NADIA McCAFFREY: This, I didn’t know I had it. And — because we got Patrick’s laptop just a little time after he was killed and returned home. I left that laptop the way it was for a long time, just looking at the pictures that came up. And then, this year, from his birthday actually, on May 26, I decided to maybe to burn some DVDs, because there was so much material on the laptop, and I was thinking, you know, if something happened to it, we’re going to lose it. So I decided to burn some DVDs. And somehow the whole process got stopped, so I tried to play with it a little bit and it started to work, and it did download into a DVD.

And there was something I had never seen before. There was pre-training, pre-video training of Patrick training the Iraqis, shooting and doing some exercise. We see Patrick very clearly on the street. And I remember afterward that he told us, his wife and I, that he was going to send some DVDs home. We never got the DVDs. Well, I think this is the answer. They were — didn’t have time to do it.

AMY GOODMAN: Now, do you know who of these men killed your son, Patrick?

NADIA McCAFFREY: No. I don’t know exactly which one precisely, but I have — I’m sure the men who killed him are in those three videos, yes.

AMY GOODMAN: And I want to tell our listeners that you can go to our website at democracynow.org; for our viewers, we have been running the videotape that you got off of Patrick’s computer. We’ve been running it through this broadcast. Again, our website is democracynow.org. Has anyone been taken into custody for the killing of Patrick and Andre?

NADIA McCAFFREY: I’m not too sure. I was told by the general and the officer yesterday that there was one person in custody. But there is no name on it. I don’t know yet. I really would like to know, because last year, I remember when the 579 came home, there was a gathering here at the house, and many of them were present. They say at the time that the sniper that shot at Patrick and came just at the last minutes of the shooting from behind the wall, well, you know, that sniper has disappeared from the military investigation. And this man was supposed to be arrested last year.

Now, they also said that the man that they arrested was part of the shooting, but they also said there was a second man. And they think that second man is dead. I’m not sure. It doesn’t make sense. Again, it doesn’t fit with what I have heard last year and with what I’m hearing from them now.

Also I confronted them with some details that really are not possible. The way the officer described the scene of the shooting is impossible. Why? Because the direction of Patrick’s bullet wound, it’s not right. It’s just —- something is very wrong. So I’m not sure. I’m going to look into it. And I want to go do the second -—, because the first investigation that was started has been closed. And now, they are reopening a second investigation, which is a criminal investigation. And it’s not going to be the same people running it.

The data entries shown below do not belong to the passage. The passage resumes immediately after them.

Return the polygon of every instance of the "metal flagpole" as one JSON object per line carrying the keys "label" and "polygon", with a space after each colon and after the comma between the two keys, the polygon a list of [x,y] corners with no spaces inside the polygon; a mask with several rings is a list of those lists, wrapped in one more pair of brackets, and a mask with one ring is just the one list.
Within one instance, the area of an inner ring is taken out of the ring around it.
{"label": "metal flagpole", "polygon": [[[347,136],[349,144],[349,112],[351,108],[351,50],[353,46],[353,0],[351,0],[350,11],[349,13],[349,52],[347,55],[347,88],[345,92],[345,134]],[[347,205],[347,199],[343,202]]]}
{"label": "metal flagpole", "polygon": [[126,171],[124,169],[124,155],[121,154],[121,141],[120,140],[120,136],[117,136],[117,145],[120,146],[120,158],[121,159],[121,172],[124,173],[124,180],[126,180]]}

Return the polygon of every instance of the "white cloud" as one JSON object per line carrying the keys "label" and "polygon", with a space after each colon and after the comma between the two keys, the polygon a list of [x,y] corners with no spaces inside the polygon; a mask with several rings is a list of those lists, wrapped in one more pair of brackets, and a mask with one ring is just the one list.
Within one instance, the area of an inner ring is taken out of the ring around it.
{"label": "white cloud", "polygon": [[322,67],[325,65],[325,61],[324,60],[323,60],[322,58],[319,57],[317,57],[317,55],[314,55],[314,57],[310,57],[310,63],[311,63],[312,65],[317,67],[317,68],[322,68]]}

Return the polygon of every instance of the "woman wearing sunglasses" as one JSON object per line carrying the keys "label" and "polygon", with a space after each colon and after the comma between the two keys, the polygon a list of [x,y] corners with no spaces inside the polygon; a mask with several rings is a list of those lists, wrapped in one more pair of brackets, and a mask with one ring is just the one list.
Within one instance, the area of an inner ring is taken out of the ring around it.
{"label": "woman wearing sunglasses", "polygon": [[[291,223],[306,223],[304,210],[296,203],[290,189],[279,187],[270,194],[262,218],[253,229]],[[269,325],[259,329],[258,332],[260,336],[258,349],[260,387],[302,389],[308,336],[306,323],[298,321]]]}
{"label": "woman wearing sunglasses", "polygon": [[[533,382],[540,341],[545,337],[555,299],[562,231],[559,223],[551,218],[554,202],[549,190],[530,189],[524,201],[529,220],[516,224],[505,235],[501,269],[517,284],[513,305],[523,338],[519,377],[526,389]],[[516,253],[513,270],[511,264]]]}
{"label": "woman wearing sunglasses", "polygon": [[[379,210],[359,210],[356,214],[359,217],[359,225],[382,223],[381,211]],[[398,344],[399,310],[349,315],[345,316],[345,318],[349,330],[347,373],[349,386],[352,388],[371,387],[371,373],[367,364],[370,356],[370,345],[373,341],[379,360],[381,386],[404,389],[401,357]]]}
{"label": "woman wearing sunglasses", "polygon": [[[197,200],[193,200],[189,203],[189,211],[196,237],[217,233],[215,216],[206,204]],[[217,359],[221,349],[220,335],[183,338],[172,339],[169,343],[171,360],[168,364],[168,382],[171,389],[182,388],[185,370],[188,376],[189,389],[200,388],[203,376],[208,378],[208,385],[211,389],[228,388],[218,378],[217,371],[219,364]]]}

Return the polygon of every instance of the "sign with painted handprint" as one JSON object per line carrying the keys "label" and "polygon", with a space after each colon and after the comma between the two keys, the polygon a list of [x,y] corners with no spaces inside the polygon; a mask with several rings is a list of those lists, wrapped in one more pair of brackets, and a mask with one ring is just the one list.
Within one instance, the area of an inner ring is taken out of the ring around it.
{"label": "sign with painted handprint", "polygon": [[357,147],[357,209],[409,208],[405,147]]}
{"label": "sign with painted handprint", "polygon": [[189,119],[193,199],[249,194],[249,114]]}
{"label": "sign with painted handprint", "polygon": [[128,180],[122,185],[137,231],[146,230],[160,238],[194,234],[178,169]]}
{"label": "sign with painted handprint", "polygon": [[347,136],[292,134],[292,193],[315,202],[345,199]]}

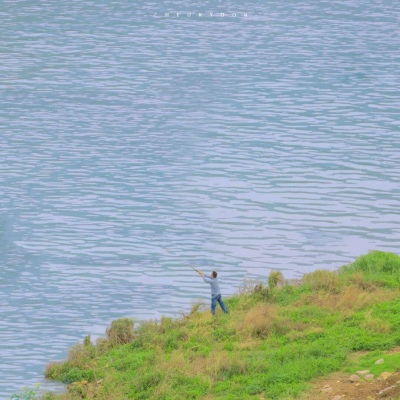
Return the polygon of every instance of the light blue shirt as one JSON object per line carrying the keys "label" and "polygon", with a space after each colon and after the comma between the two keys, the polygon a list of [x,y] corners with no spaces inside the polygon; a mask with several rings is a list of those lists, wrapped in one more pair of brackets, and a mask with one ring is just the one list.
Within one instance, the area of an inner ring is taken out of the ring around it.
{"label": "light blue shirt", "polygon": [[203,281],[209,283],[211,286],[211,296],[218,296],[221,294],[219,290],[218,278],[211,278],[210,276],[203,276]]}

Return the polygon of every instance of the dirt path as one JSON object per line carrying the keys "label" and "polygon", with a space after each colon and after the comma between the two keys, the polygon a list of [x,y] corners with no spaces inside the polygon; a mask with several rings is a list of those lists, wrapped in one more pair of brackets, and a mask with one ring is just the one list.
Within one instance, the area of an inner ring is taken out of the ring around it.
{"label": "dirt path", "polygon": [[[362,376],[362,374],[361,374]],[[400,399],[400,372],[384,372],[367,380],[354,375],[335,373],[318,379],[302,400],[394,400]]]}

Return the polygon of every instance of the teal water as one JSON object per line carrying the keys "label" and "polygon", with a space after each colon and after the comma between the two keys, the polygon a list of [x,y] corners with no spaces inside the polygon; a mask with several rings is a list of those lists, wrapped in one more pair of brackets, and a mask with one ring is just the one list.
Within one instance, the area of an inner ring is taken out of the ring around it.
{"label": "teal water", "polygon": [[3,0],[0,398],[112,319],[207,301],[188,265],[228,295],[398,252],[399,17],[391,0]]}

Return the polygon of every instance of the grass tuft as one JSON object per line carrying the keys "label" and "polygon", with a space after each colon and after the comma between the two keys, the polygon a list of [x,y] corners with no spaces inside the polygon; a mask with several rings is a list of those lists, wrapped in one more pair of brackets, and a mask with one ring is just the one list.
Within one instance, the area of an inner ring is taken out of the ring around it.
{"label": "grass tuft", "polygon": [[112,321],[106,330],[106,335],[111,346],[132,342],[135,338],[133,320],[130,318],[120,318]]}
{"label": "grass tuft", "polygon": [[303,282],[312,290],[325,290],[331,293],[339,293],[340,280],[336,272],[316,270],[304,275]]}

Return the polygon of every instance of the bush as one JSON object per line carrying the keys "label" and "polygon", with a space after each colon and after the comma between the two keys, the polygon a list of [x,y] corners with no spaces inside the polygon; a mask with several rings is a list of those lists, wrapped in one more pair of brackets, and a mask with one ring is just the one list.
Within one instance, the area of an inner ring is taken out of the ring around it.
{"label": "bush", "polygon": [[268,276],[268,287],[272,290],[275,289],[278,285],[282,285],[284,282],[282,272],[280,271],[271,271]]}
{"label": "bush", "polygon": [[106,330],[107,340],[111,346],[130,343],[134,340],[133,320],[120,318],[111,322]]}
{"label": "bush", "polygon": [[77,343],[68,352],[68,362],[76,367],[83,367],[96,355],[96,349],[92,343],[85,338],[84,343]]}
{"label": "bush", "polygon": [[336,272],[318,269],[304,275],[303,282],[313,290],[326,290],[327,292],[338,293],[340,281]]}

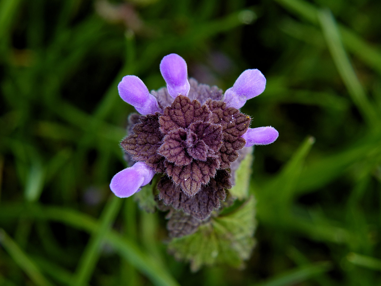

AMY GOODMAN: Is Senator Boxer going to be calling for a hearing in the Senate?

NADIA McCAFFREY: Yes. Oh, yes, she has been wonderful.

AMY GOODMAN: Well, Nadia McCaffrey, I want it thank you very much for being with us. Nadia McCaffrey’s son Patrick McCaffrey killed in Iraq, June 22, 2004. She learned on the second anniversary of his death that the Army had lied to her originally about how her son died. We will continue to follow this story.